Alternativmethoden für Tierversuche

Plattformleiterinnen: Dr. Annette Bitsch und Dr. Katherina Sewald

Fraunhofer auf dem Weg zu prädiktiven Modellen der Zukunft

Tierversuche sind »mit vernünftigem Grund« zur Beantwortung wissenschaftlicher Fragestellungen in der Grundlagenforschung und in der biomedizinischen Forschung zur Diagnose und Behandlung von Krankheiten bei Menschen und Tieren zulässig. Sie werden auch in der regulatorischen Toxikologie bei gesetzlich vorgeschriebenen Zulassungen von Produkten (z. B. Chemikalien oder Arzneistoffe) gefordert; in jedem Fall ist zu prüfen, »ob der verfolgte Zweck nicht durch andere Methoden oder Verfahren erreicht werden kann«. Diese anderen Methoden oder Verfahren werden häufig als »Alternativmethoden« bezeichnet. Sie umfassen im engeren Sinne vor allem Ansätze, die Tierversuche ersetzen. Aber auch Ansätze, die Tierversuche reduzieren oder verbessern, zählen dazu.

 

Alternativmethoden als integraler Bestandteil der Forschung

Alternativmethoden sind ein wichtiger, integraler Bestandteil der Forschung. Das führt jedoch nicht zwangsläufig zum vollständigen Ersatz von Tierversuchen. Vielmehr existieren diese Ansätze parallel und/oder komplementär zueinander. Zudem können (bislang) nur die wenigsten Tierversuche komplett durch Alternativmethoden ersetzt werden.

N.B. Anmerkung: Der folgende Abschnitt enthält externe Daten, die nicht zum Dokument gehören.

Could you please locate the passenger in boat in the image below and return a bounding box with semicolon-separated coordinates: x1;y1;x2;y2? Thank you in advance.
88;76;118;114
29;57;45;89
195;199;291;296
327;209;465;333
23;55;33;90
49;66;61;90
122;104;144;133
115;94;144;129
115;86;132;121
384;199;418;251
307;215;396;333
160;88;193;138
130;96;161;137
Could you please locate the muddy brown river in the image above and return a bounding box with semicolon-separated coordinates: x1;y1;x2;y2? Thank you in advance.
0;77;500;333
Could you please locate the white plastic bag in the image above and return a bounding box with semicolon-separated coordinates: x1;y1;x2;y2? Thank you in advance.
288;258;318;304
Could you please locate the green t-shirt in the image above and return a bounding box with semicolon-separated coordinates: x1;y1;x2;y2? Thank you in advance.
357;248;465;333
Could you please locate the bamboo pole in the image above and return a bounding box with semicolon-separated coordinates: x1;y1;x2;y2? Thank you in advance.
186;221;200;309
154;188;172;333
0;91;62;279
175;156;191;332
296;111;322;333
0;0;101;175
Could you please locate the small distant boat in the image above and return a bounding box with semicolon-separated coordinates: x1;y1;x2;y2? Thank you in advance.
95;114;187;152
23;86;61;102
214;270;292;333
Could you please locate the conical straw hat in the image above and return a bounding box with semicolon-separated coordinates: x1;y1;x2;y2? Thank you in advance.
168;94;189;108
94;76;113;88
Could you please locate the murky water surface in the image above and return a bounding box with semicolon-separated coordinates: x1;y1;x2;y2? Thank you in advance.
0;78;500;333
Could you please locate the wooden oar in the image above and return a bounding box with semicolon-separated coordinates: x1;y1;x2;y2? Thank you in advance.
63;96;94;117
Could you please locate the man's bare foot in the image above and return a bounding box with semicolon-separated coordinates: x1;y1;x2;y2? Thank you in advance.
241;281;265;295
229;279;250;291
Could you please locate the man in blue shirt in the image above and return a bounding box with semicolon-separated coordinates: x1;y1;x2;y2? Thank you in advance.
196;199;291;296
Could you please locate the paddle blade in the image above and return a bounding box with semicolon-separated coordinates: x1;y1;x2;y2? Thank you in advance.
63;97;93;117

Es existiert eine Vielzahl an Methoden oder Verfahren, um die Verwendung von Tieren in Experimenten zu vermeiden, zu reduzieren oder das erwartete Leiden der Tiere zu mildern. Diese alternativen Methoden oder Verfahren basieren z. B. auf Computermodellen, Zell- und Gewebekulturen, der Verwendung von alternativen Organismen oder auf der Verbesserung von Tierversuchen. Dennoch gibt es einen enormen Bedarf, z. B. an prädiktiven computergestützten Modellen oder an Testsystemen, die das komplexe Krankheitsgeschehen im Patienten vorhersagen. 

 

© Fraunhofer ITEM | Katherina Sewald
Aufbau- und Entwicklungsplan, inklusive der einzelnen Arbeitspakete, für die Kompetenzplattform.

 

Entwicklung, Umsetzung und Anwendung von Alternativmethoden

Die Fraunhofer-Kompetenzplattform »Alternativmethoden für Tierversuche« will als Forum dienen, um Diskussionen zwischen verschiedenen Interessengruppen wie Behörden, Industrie und Politik zu fördern und gleichzeitig neue Ideen zu generieren, die die Akzeptanz und Umsetzung von Alternativmethoden erleichtern. Das wird unter anderem durch die Förderung von kleinen Projekten zu neuen fortschrittlichen Alternativmethoden unterstützt. Sie soll auch der Durchführung von weiteren Studien (z. B. mit Industriekonsortien) oder der gemeinsamen Antragstellung in EU- oder BMBF-Ausschreibungen dienen. Darüber hinaus stellt die Kompetenzplattform »Alternativmethoden für Tierversuche« zuverlässige Information über Alternativmethoden für Wissenschaft, Philosophie und öffentliche Politik zur Verfügung.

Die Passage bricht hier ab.